Monday, February 25, 2013


Once a month, we choose an outstanding YA book to review. We want to spotlight books of interest to aspiring writers, as well as highlight some of our favorite books and authors!

This month's Book Pick is ENTWINED by Heather Dixon. (She gets bonus points for the most adorable website EVER.)
Entwined by Heather Dixon cover
Synopsis (from Goodreads): Azalea is trapped. Just when she should feel that everything is before her . . . beautiful gowns, dashing suitors, balls filled with dancing . . . it's taken away. All of it.

The Keeper understands. He's trapped, too, held for centuries within the walls of the palace. And so he extends an invitation.

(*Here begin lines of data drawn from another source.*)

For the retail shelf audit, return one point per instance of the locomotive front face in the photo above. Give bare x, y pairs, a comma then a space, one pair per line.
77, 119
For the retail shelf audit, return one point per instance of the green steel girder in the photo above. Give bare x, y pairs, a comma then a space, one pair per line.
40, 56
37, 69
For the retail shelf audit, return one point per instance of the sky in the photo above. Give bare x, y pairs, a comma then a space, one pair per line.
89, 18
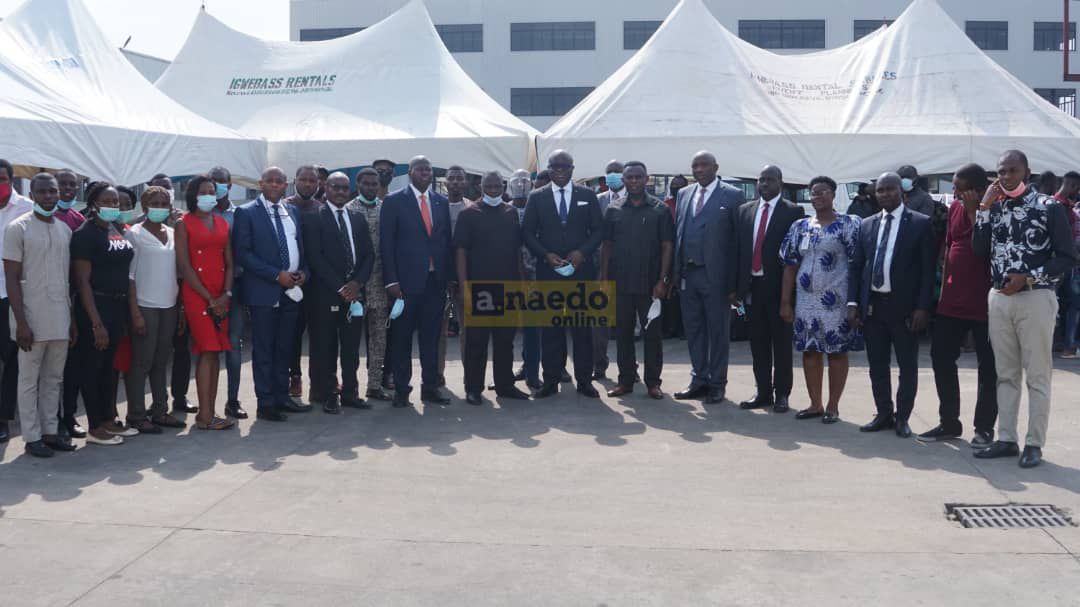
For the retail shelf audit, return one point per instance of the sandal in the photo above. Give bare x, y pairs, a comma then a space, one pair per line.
216, 423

Every night, Azalea and her eleven sisters may step through the enchanted passage in their room to dance in his silver forest.

But there is a cost.

The Keeper likes to keep things.

Azalea may not realize how tangled she is in his web until it is too late.

First Line: "An hour before Azalea's first ball began, she paced the bedroom floor, tracing her toes in a waltz."

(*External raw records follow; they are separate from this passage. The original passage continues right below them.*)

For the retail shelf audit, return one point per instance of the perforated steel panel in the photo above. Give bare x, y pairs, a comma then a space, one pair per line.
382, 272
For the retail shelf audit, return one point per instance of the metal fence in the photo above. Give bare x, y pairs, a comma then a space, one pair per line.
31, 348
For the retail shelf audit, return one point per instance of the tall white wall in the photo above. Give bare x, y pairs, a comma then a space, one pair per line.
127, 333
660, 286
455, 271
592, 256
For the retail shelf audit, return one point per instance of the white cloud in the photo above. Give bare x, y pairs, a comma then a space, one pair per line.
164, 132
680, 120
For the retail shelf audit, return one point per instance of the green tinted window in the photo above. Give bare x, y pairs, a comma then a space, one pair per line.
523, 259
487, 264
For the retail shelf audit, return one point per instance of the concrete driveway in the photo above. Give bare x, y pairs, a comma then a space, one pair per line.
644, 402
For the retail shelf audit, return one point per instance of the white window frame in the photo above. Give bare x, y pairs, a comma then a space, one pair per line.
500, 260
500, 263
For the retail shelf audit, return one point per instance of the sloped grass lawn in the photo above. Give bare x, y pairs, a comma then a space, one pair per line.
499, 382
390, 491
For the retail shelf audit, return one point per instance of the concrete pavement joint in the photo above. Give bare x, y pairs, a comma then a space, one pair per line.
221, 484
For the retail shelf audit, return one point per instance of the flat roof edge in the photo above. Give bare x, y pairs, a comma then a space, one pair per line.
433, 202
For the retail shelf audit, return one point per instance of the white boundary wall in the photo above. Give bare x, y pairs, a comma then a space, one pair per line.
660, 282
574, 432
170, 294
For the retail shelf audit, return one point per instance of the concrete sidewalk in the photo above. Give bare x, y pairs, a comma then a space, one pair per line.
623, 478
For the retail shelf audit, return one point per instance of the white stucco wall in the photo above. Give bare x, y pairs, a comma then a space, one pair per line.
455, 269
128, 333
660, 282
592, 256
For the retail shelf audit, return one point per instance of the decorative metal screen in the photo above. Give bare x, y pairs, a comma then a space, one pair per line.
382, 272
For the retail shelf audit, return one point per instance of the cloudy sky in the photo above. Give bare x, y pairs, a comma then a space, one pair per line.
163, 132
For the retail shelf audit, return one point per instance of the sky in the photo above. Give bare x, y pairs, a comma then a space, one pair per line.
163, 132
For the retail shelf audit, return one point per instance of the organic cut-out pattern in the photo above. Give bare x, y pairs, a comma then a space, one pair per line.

This is a great first line. In very few words, it introduces us to the main character, gives us an idea of her age ("her first ball" would seem to indicate she's on the verge of womanhood), and lets us know that dancing is going to be important in the book.

Highlights: ENTWINED is an imaginative retelling of the Grimm fairy tale "The Twelve Dancing Princesses." I must confess to never being a particular fan of the original story, but this book had me hooked from the very beginning. Heather Dixon's writing is fluid and easy to read.

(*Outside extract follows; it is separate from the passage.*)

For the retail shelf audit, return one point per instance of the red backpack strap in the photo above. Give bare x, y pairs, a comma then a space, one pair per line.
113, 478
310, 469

The villain is wonderfully creepy. Azalea's initial infatuation with him makes sense--but the reader is right there with her as she starts to realize everything is not as it seems, and by the end of the book, we're just as freaked out by him as she is.

And isn't the cover gorgeous? I know we're not supposed to judge... but I have to admit, I saw this book in a bookstore and had to have it, before I'd so much as opened it.

Notes for Writers: I was especially impressed by how the author handled the romance in this book. The romantic subplots for the older girls are done exactly right--I really believed in each, and they felt organic and real.

Dixon also uses a clever method to help keep the girls straight: each of the twelve is named after a flower, and they are in alphabetical order from oldest to youngest. This ensures the reader isn't overwhelmed by the sheer number of main characters.

A Good Read For: Fans of fairy-tale retellings, and writers who want to see romance and villainy done extremely well.